The world was becoming as dull and grey and boring, as the sky. That was why nature was depressed, he thought, because there was nothing really to be not depressed about.

So James walked down the road he walked down, every day, every morning, to the train station that he caught his train on. Of course, this train station was small, as was everything else in his life, and trains were always late and strange and old and otherwise useless, and much as depressing as poor old Mother Nature.

But he had to catch these trains, he thought, because there wasn’t any other train station nearby, and there wasn’t another way to get to his school, which he also had to go to. So he went to his decrepit train station and waited under grey sky for a train that was going to five minutes late. Luckily, he planned ahead, and came three minutes late himself. This was the trick, he knew, to know that the trains were going to come late and plan accordingly.

James stood on that train for twenty minutes, constantly lamenting the fact that he wasn’t quite at his probationary license. Standing in a miserable train, humid as Thailand in the rainy season, and being jammed next to four other people, because, inevitably, at least two people boarded the train at every one of the ten stops between his station and his destination, was, much like the train, miserable.

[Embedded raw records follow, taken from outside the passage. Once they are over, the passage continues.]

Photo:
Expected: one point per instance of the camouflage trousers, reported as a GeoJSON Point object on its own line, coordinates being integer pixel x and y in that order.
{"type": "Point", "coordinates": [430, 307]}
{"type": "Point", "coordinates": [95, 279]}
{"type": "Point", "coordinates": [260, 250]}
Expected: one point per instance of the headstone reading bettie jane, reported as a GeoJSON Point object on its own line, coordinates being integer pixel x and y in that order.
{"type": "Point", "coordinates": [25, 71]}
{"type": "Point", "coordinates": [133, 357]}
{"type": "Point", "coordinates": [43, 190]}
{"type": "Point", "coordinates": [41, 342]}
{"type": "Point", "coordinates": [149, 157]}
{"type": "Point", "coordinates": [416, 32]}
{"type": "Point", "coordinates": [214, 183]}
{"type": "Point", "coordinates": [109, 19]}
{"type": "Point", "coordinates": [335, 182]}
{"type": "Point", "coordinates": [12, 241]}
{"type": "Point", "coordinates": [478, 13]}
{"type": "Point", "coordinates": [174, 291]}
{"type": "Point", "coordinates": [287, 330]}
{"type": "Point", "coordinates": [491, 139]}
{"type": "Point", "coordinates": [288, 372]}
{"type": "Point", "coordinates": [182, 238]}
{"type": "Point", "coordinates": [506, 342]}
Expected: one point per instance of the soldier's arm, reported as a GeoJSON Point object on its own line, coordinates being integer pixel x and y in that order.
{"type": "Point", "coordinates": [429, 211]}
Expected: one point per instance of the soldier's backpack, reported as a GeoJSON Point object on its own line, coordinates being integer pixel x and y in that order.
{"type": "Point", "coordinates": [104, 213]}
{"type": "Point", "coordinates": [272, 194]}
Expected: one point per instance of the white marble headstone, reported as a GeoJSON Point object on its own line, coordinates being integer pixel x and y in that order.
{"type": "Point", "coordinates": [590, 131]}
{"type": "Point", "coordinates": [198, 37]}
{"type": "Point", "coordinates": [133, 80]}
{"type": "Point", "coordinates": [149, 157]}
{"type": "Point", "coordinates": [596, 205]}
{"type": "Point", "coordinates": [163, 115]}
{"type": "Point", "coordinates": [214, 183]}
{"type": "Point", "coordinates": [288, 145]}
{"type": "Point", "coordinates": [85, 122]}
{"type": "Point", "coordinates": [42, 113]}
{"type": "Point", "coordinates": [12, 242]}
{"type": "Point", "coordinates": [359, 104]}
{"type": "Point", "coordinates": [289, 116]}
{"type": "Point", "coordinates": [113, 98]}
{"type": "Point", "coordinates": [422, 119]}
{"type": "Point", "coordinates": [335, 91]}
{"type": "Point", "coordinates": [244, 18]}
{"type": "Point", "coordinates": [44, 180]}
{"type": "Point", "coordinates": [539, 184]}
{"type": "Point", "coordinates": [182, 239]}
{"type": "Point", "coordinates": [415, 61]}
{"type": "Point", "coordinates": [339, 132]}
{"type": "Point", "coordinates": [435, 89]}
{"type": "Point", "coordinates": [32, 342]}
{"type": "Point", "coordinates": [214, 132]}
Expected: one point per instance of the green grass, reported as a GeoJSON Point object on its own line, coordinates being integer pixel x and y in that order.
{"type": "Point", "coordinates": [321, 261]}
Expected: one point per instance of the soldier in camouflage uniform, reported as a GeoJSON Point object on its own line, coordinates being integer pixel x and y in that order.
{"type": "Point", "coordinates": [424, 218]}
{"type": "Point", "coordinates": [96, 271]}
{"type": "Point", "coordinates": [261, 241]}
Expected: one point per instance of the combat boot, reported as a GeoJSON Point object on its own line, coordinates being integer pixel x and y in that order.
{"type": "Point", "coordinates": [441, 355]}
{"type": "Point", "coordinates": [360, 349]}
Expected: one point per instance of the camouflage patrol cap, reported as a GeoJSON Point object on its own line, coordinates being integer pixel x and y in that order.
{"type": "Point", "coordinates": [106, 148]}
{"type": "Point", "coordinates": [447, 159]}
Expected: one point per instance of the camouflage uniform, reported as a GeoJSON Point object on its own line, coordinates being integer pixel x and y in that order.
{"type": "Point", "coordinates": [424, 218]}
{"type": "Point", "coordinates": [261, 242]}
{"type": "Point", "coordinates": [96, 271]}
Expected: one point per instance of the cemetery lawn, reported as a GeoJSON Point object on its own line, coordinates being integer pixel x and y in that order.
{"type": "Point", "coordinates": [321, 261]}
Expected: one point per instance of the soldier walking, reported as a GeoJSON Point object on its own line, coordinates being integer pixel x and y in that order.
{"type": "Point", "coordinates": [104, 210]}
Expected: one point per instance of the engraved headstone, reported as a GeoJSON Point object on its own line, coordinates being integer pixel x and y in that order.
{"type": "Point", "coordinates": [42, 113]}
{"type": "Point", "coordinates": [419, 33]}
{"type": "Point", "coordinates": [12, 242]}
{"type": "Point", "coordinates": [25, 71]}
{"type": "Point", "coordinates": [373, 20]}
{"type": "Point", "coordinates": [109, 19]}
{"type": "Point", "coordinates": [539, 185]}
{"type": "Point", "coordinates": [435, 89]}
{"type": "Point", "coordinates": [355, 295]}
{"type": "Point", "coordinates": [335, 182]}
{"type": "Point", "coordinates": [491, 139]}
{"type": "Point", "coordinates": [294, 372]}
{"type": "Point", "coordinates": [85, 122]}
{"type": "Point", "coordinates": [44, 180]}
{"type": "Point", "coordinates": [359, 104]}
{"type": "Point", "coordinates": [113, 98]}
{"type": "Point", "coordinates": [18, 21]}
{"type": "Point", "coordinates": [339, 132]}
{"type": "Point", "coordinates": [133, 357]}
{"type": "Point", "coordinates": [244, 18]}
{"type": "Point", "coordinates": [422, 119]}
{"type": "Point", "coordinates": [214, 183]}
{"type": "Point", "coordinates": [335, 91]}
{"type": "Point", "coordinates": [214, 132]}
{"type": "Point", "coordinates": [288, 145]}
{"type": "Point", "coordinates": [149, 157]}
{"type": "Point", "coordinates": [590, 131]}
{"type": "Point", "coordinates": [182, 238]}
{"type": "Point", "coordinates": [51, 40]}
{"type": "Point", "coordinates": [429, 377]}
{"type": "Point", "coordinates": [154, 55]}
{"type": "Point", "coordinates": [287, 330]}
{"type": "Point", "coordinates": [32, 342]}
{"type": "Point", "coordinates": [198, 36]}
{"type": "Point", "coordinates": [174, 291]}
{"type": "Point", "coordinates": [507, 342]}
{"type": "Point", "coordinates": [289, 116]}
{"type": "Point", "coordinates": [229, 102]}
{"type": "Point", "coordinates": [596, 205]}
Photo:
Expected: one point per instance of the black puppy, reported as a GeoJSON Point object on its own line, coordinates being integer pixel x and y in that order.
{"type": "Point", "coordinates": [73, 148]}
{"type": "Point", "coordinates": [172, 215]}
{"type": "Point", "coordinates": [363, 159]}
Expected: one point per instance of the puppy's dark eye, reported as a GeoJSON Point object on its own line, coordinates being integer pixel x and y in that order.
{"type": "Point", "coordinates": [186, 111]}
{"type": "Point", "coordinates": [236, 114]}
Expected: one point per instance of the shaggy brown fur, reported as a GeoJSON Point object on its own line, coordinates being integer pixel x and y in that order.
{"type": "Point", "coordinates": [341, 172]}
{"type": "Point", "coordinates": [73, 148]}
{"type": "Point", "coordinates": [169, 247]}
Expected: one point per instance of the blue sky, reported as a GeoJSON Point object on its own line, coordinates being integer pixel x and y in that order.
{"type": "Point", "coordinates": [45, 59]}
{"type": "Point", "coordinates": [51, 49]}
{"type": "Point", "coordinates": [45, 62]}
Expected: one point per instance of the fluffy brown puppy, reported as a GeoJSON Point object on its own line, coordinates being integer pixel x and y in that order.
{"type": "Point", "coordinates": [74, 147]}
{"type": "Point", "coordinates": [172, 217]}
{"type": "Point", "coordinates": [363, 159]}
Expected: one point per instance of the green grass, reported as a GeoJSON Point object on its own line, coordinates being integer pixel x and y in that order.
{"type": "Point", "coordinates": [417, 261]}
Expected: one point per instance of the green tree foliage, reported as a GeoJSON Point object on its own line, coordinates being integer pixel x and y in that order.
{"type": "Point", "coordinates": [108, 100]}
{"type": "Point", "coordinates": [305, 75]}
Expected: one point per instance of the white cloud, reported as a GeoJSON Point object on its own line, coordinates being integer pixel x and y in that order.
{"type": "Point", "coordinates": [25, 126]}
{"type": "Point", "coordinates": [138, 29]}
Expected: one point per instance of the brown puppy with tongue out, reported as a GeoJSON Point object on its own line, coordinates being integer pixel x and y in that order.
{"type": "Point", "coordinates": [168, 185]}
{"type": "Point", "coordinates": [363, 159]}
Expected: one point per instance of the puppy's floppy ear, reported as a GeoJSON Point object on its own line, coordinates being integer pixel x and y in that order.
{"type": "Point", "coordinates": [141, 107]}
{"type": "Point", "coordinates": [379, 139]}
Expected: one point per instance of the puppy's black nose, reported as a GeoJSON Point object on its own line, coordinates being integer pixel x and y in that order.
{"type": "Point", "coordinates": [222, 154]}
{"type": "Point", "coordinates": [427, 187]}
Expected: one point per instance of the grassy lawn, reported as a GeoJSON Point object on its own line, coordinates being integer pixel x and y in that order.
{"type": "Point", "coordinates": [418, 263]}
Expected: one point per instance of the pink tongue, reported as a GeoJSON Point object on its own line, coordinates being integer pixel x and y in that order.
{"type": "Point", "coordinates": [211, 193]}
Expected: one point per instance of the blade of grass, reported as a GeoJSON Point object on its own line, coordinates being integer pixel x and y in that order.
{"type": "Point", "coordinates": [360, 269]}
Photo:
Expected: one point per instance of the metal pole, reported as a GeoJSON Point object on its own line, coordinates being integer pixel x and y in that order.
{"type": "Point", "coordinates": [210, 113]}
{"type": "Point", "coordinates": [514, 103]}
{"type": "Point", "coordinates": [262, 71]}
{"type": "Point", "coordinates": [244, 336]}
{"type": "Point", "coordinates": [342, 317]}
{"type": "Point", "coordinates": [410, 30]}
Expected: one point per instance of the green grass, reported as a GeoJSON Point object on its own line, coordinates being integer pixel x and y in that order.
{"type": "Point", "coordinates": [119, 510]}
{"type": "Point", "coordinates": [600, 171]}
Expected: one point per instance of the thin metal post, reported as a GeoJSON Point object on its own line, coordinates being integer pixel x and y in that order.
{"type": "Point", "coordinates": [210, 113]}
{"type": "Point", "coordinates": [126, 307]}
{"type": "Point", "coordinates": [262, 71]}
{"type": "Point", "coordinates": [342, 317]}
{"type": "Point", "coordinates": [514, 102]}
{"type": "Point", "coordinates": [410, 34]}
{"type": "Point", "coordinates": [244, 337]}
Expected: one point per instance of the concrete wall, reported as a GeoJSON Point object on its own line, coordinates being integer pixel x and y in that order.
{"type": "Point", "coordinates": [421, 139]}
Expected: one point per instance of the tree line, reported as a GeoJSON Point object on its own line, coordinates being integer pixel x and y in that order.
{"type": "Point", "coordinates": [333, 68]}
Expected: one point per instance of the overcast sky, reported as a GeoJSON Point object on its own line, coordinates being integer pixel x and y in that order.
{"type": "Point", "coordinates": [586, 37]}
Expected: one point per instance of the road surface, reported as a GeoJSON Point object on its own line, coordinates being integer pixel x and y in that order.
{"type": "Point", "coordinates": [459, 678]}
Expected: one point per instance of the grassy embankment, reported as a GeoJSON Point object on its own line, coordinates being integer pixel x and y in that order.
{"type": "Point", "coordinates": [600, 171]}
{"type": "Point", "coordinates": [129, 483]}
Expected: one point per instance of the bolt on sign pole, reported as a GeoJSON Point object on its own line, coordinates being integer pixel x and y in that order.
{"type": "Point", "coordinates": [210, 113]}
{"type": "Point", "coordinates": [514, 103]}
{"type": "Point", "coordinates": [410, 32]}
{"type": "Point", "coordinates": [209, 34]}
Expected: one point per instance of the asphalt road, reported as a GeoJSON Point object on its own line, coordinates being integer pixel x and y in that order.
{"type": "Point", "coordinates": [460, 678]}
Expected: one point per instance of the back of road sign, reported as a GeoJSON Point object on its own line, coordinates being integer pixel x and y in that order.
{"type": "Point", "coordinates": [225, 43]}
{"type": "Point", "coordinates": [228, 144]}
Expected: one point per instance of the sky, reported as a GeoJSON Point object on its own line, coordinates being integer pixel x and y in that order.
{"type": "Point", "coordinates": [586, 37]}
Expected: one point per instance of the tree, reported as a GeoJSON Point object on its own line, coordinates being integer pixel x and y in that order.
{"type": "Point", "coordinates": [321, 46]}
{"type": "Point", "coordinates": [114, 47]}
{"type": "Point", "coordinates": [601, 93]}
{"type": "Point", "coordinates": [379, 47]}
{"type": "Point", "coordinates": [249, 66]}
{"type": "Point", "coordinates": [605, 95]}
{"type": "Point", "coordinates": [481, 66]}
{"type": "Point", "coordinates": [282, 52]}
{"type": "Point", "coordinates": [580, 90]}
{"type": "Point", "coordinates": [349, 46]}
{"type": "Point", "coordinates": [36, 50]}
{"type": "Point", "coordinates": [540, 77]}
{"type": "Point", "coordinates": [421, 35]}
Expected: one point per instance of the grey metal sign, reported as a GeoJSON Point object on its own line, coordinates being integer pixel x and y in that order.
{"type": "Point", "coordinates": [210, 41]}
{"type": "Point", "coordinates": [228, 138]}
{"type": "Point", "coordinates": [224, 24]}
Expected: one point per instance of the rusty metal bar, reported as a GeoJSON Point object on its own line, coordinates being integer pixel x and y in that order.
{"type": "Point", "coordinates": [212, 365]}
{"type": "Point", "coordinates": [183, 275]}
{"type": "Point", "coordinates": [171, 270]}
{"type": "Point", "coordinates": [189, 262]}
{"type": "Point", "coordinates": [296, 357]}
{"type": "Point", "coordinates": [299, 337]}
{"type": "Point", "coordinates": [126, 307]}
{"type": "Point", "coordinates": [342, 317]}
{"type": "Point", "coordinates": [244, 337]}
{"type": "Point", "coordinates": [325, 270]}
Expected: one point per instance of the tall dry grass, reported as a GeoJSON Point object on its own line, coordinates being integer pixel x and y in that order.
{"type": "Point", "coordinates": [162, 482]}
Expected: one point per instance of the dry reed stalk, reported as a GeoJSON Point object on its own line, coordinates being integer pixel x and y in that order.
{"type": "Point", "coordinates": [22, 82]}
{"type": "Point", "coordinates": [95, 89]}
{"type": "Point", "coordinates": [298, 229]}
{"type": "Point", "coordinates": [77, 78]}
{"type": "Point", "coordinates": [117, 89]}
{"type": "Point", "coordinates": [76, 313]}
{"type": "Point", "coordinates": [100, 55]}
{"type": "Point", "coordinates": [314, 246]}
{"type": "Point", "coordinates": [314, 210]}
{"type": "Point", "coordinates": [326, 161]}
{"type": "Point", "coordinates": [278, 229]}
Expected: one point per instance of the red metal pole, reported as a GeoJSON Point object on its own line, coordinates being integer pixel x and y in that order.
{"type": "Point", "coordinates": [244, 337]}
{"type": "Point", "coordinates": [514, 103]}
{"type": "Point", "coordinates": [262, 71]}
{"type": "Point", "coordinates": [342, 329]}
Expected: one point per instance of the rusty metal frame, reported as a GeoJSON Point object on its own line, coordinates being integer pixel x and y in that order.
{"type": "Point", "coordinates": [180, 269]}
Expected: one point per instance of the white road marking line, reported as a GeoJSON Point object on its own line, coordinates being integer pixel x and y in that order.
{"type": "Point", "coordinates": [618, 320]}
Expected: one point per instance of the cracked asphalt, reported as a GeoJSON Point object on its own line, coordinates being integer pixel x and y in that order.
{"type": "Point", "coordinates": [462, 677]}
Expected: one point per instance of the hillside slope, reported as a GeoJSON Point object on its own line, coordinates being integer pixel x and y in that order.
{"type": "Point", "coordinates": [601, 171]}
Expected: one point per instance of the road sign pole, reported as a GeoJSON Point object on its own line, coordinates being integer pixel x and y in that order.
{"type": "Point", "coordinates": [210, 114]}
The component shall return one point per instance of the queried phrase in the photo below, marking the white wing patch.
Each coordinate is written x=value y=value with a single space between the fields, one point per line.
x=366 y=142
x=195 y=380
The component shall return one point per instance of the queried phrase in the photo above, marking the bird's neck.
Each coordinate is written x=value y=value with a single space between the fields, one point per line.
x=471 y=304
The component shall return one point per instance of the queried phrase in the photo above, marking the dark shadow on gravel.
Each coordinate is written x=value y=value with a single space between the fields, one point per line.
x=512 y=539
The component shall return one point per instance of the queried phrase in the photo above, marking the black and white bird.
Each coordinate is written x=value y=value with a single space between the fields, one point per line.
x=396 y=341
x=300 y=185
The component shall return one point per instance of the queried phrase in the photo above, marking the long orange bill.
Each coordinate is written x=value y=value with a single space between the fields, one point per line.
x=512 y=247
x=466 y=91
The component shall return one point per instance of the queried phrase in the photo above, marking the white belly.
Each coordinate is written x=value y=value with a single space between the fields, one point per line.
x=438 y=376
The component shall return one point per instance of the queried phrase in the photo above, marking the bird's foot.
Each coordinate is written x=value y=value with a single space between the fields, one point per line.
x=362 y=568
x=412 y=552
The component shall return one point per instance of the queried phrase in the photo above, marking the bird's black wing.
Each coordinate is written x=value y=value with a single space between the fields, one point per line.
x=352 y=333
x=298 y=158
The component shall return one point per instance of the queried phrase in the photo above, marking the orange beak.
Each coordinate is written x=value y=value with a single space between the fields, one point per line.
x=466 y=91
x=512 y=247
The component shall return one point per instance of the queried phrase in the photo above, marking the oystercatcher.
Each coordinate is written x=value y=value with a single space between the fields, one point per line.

So he stood there and lamented the fact that he couldn’t drive himself to school in his own car, and begged for the next two months to pass by faster. Rather predictably, the train arrived at his destination some ten minutes later than it should have. This was a rather strange phenomenon, James thought, because the train was only five minutes late when he had boarded, and somehow, in the space of ten ordinary stations, time seemed to have disappeared. Curious. Really rather curious.

He walked down the pathway, as narrow as it was, through the larger buildings that stood before his school. He ducked into a smallish alleyway, damp with puddles from the night rain and rank with the stink of bins that had been left out, only to be emptied and refilled to half with water. But he continued down this path, because not far into the alleyway was a gem. A little coffee ship with nice baristas and homely music, and the most delicious cappuccino he had ever tasted. The muffins were good too, but the coffee was considerably more important.

Strangely, he couldn’t understand why. Why the coffee was more important, that is. There was just some kind of want for coffee, but it was a good want in his mind so he didn’t complain and simply kept buying this brilliant cappuccino from this nice coffee shop.

He walked in, and the barista turned up to face him.

“Hey James,” she said. She said this almost every day. “How was that party on the weekend?”

That was reserved for every second Monday.

“Good. It was decent. Yourself? What do artsy uni students like yourself do?” he asked. It was their thing. They would talk about their days, while gave her five dollars for the coffee and the muffin.

“The same thing artsy uni students have done for years and years,” she replied, handing him the muffin.

“Oh and what’s that?” he asked. The machine made strange sounds, like a dog trying to make a mechanical whizzing sound, only, the dog was being strangled at the time.

“Get stoned,” she replied.

And that was the end of their conversation. James picked up his coffee, smiled, told her to have a nice day, and then walked out the door. Tomorrow morning, he’d walk back in, and conversations would resume.